Como algo tan hermoso puede ocasionar tanta destrucción.

Con doce años había corrido. Incluso cuando comenzó a faltarle el aliento y la garganta comenzó a quemarle por la sed no se detuvo. Aun cuando sintió sus piernas acalambradas y aquel molesto dolor en el costado no pensó siquiera en detenerse. Tenía tanto miedo. A los ocho años, JiMin notó que al igual que unos cuantos niños en la tribu, tenía un don especial. Era endemoniadamente difícil manejarlo y estaba seguro de que jamás sería tan bueno como Nyambura, un joven de quince años que podía hacer cosas increíbles con agua, le había visto controlarla a su gusto, sanar a otras personas con ella. En secreto, le admiraba. Quería ser como él. Pero recuerda un día, uno en el que las cenizas cayeron sobre su hogar y sus padres le pidieron que se oculte y no hiciera ruido, cuando pudo volver a salir del armario junto a las cobijas, Nyambura y su padre, no estaban y la madre del chico lloraba desconsoladamente.

Maestros fuego, recuerda haber escuchado en ese entonces. Se los llevaron.

Ellos no van a detenerse, vendrán hasta llevarse a todos. Hasta que no quede ni un solo maestro agua.

Sus padres le habían visto de una forma en la que JiMin, con tan solo ocho años jamás podría describir. Temor y preocupación, una angustia infinita por detener el tiempo para salvar a su único hijo.

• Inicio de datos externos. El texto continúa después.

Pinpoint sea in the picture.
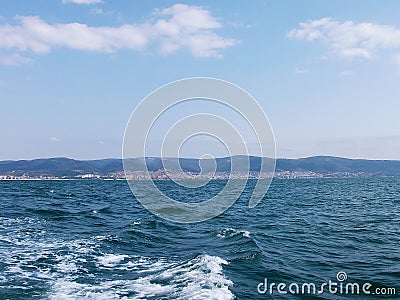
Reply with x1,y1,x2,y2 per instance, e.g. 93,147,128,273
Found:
0,178,400,300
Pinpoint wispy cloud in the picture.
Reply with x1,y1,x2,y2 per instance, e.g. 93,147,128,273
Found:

Los Park eran simples mortales, JiMin había heredado su poder de su abuela, quien tejió el collar que siempre iba atado a su cuello. Era lo único que le quedaba de su hogar ahora.

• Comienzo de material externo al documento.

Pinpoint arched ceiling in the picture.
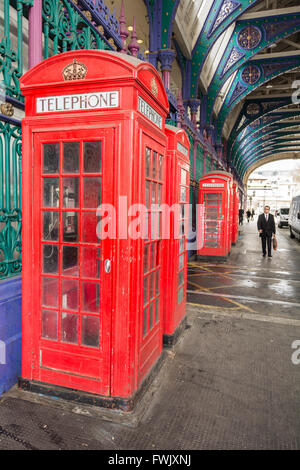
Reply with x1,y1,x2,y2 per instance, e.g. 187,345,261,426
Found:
173,0,300,177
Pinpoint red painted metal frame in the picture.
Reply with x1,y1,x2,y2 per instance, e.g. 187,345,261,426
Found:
197,171,233,257
163,125,190,335
20,51,168,398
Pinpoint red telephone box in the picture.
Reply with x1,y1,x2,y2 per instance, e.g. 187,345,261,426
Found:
19,50,168,409
232,183,239,245
163,124,190,345
197,171,232,258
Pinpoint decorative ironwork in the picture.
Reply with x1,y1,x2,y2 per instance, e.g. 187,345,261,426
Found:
43,0,117,59
207,0,241,37
238,26,262,50
241,65,261,85
221,47,245,78
62,59,87,81
246,103,260,116
0,118,22,278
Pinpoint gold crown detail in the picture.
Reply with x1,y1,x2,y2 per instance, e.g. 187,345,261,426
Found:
62,59,87,81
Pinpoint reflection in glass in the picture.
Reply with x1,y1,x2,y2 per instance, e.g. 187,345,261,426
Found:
143,307,149,336
143,276,150,305
146,147,151,177
149,302,155,330
62,245,78,276
82,281,100,313
63,142,80,173
43,142,59,174
42,310,58,340
63,176,79,209
61,279,79,310
83,141,102,173
144,245,149,273
61,312,78,344
43,211,59,241
63,211,78,243
42,277,58,307
155,298,159,323
43,178,59,207
81,212,100,243
81,315,100,348
43,245,58,274
152,152,157,179
83,176,101,209
81,247,100,279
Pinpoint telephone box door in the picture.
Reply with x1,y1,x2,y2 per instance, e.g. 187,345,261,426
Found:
25,128,114,395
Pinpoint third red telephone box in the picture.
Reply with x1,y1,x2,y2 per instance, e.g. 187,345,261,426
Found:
163,124,190,344
20,50,168,409
197,171,232,258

Sus dedos acarician inconscientemente la piedrecilla azul en medio del tejido de hilo color hueso.

Eres como yo, JiMin. Fuerte y valiente. Serás un excelente maestro agua.

No estaba muy seguro de eso, a pesar de todo, intentaba mantenerse lo más cerca del agua que le fuese posible, debía practicar. Apenas había recibido unas cuantas lecciones cuando se vio forzado a huir. Lo único que le obligó a detenerse, fue la idea de que quizá si se alejaba demasiado, sus padres jamás le encontrarían, así que construyó en medio de la nieve una pequeña guarida y esperó.

Esperó.

Esperó por días. Nadie vino por él. Y en medio de una guerra que le obligó a crecer demasiado deprisa, JiMin comprendió lo que el corazón de un niño se rehúsa a creer. Estoy solo. Nadie vendrá por mí. Pensaba abrazándose a sí mismo. Deseó con todas sus fuerzas volver a casa, pero apartó la idea en cuanto recordó que ellos le buscaban. Los maestros fuego me buscan. Me buscan a mí. Quizá si me marcho dejen a la tribu tranquila. Y así se vio forzado a avanzar. Si tenía hambre, probaba suerte pescando, hervía agua del río y la bebía. Su madre le había puesto suficientes piritas para tener fuego por un largo tiempo, veía las chispas saltar cada vez que lo encendía y aun no podía evitar retroceder al instante con temor. El fuego había iniciado una guerra. El fuego había separado a su familia y destruido su hogar. El fuego era todo aquello, que estaba destinado a odiar.